17 may 2011

Critical Thinking

One thing I argued in my course proposal turned in yesterday was that "critical thinking" had turned into a sort of formalism, where mastery of the forms of academic discourse replaced a real engagement with great minds and rigorous forms of discipline. I see this tendency in Graff's Clueless in Academe, Fish's How to Write a Sentence, and possibly in Nussbaum's Not for Profit (though I'd have to read this book more carefully first to say this with confidence), in Clueless in Academe, etc...

Critical thinking and academic writing are abstract ideals that, when disconnected from specific forms of thought, tend to become reduced to shells of themselves.

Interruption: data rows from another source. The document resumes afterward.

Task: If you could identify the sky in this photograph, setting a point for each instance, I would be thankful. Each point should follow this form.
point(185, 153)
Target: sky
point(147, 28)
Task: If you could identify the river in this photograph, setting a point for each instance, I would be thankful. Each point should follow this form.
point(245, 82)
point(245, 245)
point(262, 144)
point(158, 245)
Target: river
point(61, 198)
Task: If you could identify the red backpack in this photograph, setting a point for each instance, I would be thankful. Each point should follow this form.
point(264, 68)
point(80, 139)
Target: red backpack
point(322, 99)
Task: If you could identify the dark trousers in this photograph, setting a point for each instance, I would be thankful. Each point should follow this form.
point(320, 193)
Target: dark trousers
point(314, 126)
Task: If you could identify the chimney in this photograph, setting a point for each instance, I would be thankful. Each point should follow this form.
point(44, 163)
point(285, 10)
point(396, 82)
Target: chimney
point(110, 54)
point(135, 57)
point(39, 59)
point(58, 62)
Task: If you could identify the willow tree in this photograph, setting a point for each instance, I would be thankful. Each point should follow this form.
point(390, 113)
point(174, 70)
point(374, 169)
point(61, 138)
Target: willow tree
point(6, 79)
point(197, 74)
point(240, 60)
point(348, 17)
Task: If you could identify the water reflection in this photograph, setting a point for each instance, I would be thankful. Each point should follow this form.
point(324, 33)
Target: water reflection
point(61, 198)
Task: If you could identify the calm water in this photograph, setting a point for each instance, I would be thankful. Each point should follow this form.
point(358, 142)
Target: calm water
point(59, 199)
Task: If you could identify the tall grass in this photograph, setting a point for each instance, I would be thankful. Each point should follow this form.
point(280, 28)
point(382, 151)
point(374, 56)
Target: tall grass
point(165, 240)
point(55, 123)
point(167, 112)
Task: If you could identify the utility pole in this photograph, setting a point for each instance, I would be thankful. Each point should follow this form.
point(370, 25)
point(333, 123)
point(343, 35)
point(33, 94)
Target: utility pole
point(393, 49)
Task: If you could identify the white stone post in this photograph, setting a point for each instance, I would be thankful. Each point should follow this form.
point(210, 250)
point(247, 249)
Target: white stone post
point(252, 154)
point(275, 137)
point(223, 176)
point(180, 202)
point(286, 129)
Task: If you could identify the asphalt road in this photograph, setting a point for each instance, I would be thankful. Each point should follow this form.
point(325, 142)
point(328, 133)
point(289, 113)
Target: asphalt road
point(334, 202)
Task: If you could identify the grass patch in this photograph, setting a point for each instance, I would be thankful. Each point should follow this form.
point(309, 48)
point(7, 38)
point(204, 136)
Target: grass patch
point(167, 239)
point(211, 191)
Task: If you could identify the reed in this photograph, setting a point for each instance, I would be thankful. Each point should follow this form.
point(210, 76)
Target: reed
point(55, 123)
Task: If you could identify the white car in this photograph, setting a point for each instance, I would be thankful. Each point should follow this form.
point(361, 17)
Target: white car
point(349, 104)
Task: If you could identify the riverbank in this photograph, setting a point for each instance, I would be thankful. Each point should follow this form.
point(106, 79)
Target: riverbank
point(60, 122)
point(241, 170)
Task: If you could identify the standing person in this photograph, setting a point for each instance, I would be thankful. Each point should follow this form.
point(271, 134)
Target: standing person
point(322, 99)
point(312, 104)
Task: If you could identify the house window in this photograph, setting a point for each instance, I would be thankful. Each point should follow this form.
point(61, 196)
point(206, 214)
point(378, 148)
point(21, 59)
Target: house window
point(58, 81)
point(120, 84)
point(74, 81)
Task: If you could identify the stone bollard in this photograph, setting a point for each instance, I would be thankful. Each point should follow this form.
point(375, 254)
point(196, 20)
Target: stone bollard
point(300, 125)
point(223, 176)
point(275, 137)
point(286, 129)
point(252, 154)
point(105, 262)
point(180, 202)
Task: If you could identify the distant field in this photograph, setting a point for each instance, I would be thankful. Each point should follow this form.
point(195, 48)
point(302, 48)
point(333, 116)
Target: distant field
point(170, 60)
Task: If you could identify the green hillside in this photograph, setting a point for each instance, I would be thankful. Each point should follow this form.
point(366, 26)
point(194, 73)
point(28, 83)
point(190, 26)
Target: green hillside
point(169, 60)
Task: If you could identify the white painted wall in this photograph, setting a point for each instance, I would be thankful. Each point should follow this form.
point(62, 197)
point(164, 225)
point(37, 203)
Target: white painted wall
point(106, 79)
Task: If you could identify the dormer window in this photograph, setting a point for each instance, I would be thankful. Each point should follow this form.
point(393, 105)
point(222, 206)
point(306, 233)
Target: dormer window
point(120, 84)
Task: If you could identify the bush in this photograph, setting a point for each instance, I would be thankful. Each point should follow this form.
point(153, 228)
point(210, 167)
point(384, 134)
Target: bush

This follows my article "What Lorca Knew: Teaching Receptivity" which argued against Graff's formalism. There I advocated for an engagement with the "raw materials" of the humanities, poems, paintings, performances, plays, pieces of music, whether that engagement took the form of academic argumentation or not. Of course, I was making an academic argument myself. That doesn't make me a hypocrite, because I do value critical thinking and all the rest. I just don't see it as a panacea.

2 comentarios:

Spanish prof dijo...

I completely agree with your comment. However, isn't this formalism a part of what is considered acceptable scholarly research? I've written lately on the films that shaped me as a person while I was growing up, on certain film critics I admire because they connect watching movies with a certain engagement with the world. One of the reasons I didn't pursue a PhD in Cinema Studies was that I identify myself more with this tradition of film criticism (as exemplified by the first Cahiers du Cinema and others) than with anything I could find in Academia. I knew I would be out of of place

*To be fair, the main reason I got a PhD in Latin American literature was the comparative advantage. I knew it would be ten times easier to find a job.

Jonathan dijo...

I completely agree. I have 3 comments. 1, that academic research norms are too narrow, if they exclude writing coming out of the Cahiers du cinema tradition. Secondly, that you could get away with writing out of this tradition is you work in a Spanish dept. Thirdly, that norms of pedagogy are more flexible than those of scholarship, so that you can teach students to do other things with film aside from constructing academic arguments about it in certain narrow ways.